While bearing that in mind, it’s the U.S. Department of Agriculture's job to crunch the numbers. In its February report, the agency estimated U.S. farmers will plant 94 million acres of corn, 85 million acres of soybeans and 45 million acres of wheat. That is more than in 2019, which saw record prevented planted acreage.

Dad, who perpetually listened to dinner market reports, was chronically upset both with USDA and the Chicago Board of Trade, which he was convinced conspired to keep grain and livestock prices down. Dad was among those who thought that the Chicago market ought to be abolished, because men in suits and ties and ignorant about farming were getting rich from farmers’ labor.

The opinion, going back to the founding of the Chicago Board of Trade in 1864, was not uncommon. Little government oversight allowed wheelers and dealers to corner markets, which allowed speculators to manipulate prices. Moralists also argued that CBOT trading amounted to nothing more than legalized gambling.

Several lawsuits to abolish the board were filed without success and litigation against it continued into the 20th century.

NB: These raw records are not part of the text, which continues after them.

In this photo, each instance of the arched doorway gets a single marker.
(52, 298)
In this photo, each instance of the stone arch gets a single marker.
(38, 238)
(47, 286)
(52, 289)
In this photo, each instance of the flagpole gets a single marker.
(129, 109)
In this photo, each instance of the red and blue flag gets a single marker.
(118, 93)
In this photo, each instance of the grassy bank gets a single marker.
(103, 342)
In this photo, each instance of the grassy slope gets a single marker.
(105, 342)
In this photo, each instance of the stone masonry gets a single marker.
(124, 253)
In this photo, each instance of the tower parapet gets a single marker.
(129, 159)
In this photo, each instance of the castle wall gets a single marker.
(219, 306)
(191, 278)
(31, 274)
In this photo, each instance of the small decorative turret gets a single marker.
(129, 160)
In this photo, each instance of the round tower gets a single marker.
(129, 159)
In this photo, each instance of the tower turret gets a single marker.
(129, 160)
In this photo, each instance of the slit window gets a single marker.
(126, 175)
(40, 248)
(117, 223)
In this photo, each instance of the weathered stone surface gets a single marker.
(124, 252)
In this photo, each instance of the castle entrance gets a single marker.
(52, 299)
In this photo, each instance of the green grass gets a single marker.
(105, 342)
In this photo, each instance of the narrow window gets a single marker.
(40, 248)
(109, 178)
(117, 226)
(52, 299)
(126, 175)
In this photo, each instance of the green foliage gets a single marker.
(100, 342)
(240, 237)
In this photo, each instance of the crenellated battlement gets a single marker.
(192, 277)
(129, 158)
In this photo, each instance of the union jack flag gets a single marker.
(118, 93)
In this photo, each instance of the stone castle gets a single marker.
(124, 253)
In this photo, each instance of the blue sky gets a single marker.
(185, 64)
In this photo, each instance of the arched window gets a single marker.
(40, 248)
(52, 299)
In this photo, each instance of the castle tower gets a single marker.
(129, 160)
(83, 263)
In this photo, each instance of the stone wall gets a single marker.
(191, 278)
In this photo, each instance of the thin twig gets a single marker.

The American Agriculture Movement brought a lawsuit against the Chicago Board of Trade and the city of Chicago in 1994 over antitrust issues associated with soybean trading. The U.S. District Court in Illinois eventually dismissed the claim.

The board wasn’t AAM’s only complaint. The organization formed in 1977 in response to poor commodity prices and a farm bill that it considered too weak to help. The movement’s momentum built quickly and drew national attention by driving tractors to state capitols across the country.

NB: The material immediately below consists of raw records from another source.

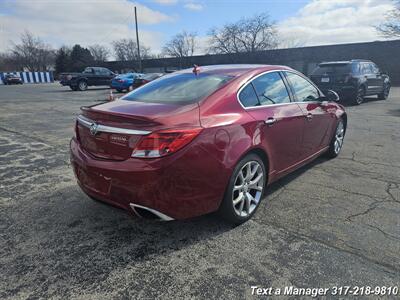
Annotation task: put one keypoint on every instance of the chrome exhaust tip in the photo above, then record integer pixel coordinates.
(149, 213)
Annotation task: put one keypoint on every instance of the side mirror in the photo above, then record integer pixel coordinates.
(332, 96)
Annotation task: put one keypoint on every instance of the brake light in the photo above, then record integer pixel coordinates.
(162, 143)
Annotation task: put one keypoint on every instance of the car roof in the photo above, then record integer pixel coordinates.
(235, 69)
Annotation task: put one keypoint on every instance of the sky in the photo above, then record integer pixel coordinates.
(87, 22)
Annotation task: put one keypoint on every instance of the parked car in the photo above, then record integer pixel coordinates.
(352, 80)
(91, 76)
(124, 81)
(146, 78)
(192, 143)
(12, 79)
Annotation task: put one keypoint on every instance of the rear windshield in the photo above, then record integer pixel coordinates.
(178, 88)
(150, 76)
(333, 69)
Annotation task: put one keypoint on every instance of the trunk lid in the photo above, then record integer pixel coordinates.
(121, 124)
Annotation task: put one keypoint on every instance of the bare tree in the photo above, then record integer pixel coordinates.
(32, 53)
(7, 62)
(181, 45)
(391, 27)
(99, 52)
(246, 35)
(126, 49)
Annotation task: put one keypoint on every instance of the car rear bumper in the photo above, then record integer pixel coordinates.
(119, 86)
(178, 186)
(344, 91)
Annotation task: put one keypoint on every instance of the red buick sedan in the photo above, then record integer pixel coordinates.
(204, 140)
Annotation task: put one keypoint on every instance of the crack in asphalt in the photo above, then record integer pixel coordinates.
(353, 158)
(27, 136)
(389, 187)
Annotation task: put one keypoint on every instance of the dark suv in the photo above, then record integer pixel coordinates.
(352, 80)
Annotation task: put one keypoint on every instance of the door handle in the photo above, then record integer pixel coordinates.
(270, 121)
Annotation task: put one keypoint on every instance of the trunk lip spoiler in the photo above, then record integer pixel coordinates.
(92, 125)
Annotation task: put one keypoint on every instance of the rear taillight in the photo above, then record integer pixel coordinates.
(344, 78)
(164, 142)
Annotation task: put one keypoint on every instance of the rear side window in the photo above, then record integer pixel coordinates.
(183, 88)
(302, 88)
(248, 96)
(271, 89)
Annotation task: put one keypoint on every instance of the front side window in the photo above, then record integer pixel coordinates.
(374, 68)
(270, 89)
(248, 96)
(302, 88)
(183, 88)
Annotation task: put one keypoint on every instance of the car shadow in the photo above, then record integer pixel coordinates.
(280, 183)
(68, 90)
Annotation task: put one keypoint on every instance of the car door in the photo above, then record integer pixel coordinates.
(317, 116)
(369, 78)
(97, 78)
(267, 99)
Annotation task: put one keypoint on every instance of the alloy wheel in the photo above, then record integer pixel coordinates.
(248, 188)
(339, 136)
(360, 96)
(82, 85)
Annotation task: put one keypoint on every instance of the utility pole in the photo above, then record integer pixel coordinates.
(137, 42)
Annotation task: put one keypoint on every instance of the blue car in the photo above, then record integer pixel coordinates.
(124, 81)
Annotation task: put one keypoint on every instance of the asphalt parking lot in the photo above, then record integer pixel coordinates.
(331, 223)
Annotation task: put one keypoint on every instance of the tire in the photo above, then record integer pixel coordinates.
(359, 97)
(247, 196)
(82, 85)
(385, 93)
(337, 140)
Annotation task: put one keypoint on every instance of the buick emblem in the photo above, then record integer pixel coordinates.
(93, 128)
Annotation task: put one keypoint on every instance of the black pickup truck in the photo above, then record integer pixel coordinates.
(91, 76)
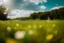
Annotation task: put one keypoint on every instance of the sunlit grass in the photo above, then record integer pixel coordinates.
(32, 31)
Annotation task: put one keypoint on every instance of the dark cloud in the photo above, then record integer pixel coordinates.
(25, 5)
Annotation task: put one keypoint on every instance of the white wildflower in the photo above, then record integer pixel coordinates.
(17, 24)
(9, 28)
(19, 34)
(40, 26)
(30, 32)
(53, 25)
(29, 26)
(34, 26)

The group held a national farmer strike day on Dec. 14, 1977, and on March 15, 1978, brought more than 50,000 farmers and many tractors to Washington, D.C. It remains the largest farmer-organized protest in the nation’s history.


The protests sparked by the farm crisis of the 1980s were less organized and smaller but contained the same raw emotion that led the federal government to declare a moratorium on foreclosures.

Dad, who died in the early 1970s, may have approved. He was opinionated and convinced that the loss of family farms would lead to corporate control. When that happened, he said, consumers who had enjoyed cheap food for decades would pay much more at grocery stores.

However, he did not go along when the National Farm Organization held milk dumps and commodity withholding actions in the 1960s in its effort to boost prices through collective action.

It may have been, on reflection, that the milk check was needed to pay bills.

Mychal Wilmes is the retired managing editor of Agri News. He lives in West Concord, Minn., with his wife, Kathy.